Now or never, I’m thinking. Now or never. Tell them.
“Kate,” says Nell.
“I have something to tell you guys.”
“Not now,” says Nell.
“Yes, now,” I say. If not now, when? Life is now. Life is right this second, whether we like it or not. What changes later? What changes tomorrow? Nothing. Peter needs me to stop calling him. He needs me to stop texting. He needs his space and his time. But to what end? Decisions have been made. Let’s get on with it already. Let’s face the facts and move on.
“The funeral’s tomorrow,” I say. “The next day we’ll all go home. This isn’t a conversation I want to have over the phone.” In fact, I have no idea where I’ll be going the day after tomorrow. Not home. But Elliot will go home. Nell will go home. I’ll go back to Chicago
and begin the grave task of separating my things from Peter’s, of figuring out how to pay my impossible bills.
Elliot looks like he wants to punch something. He looks, in fact, like he wants to punch me. Probably I should take Nell’s advice. I should turn around and slink back upstairs. I should get into the top bunk, fall asleep, and in the morning go to the funeral with everyone else. I should call a cab from the funeral home and have it take me to the airport immediately after. I still have forty dollars and some change. I can make it stretch if I have to. So, yes, we all agree then: I should keep my mouth shut. But I don’t. Like I said, life is being lived right now. Right this very second.
“Six months ago—” I say.
“Don’t,” says Nell, standing up straight suddenly.
“—I had an affair.”
“Fuck,” she says, and stoops over again, so that now her head is resting on her arms, which are resting on the kitchen island.

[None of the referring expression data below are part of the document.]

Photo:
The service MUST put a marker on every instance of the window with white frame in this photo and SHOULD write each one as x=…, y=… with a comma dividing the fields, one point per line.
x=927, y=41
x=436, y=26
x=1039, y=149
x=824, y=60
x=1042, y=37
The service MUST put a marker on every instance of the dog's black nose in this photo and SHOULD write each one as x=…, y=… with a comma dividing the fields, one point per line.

“You did what?” says Elliot.
“I had an affair.”
Nell isn’t even looking at me. She’s exhausted.
Elliot, though, is at full attention.
I say, “Peter wouldn’t stop talking about adopting. Nobody was listening to me. I had an affair.”
Elliot takes a step toward me. “Is this why—?”
Nell says, “No.”
“Are you going to hit me?” I say. The whole thing reeks of melodrama, like something one of my freshmen would come up with as a substitute for a real climax: the three of us standing in the dark at midnight in a near-stranger’s kitchen—our father’s funeral looming, me finally sharing my secrets, Elliot considering violence, Nell trying to keep the peace.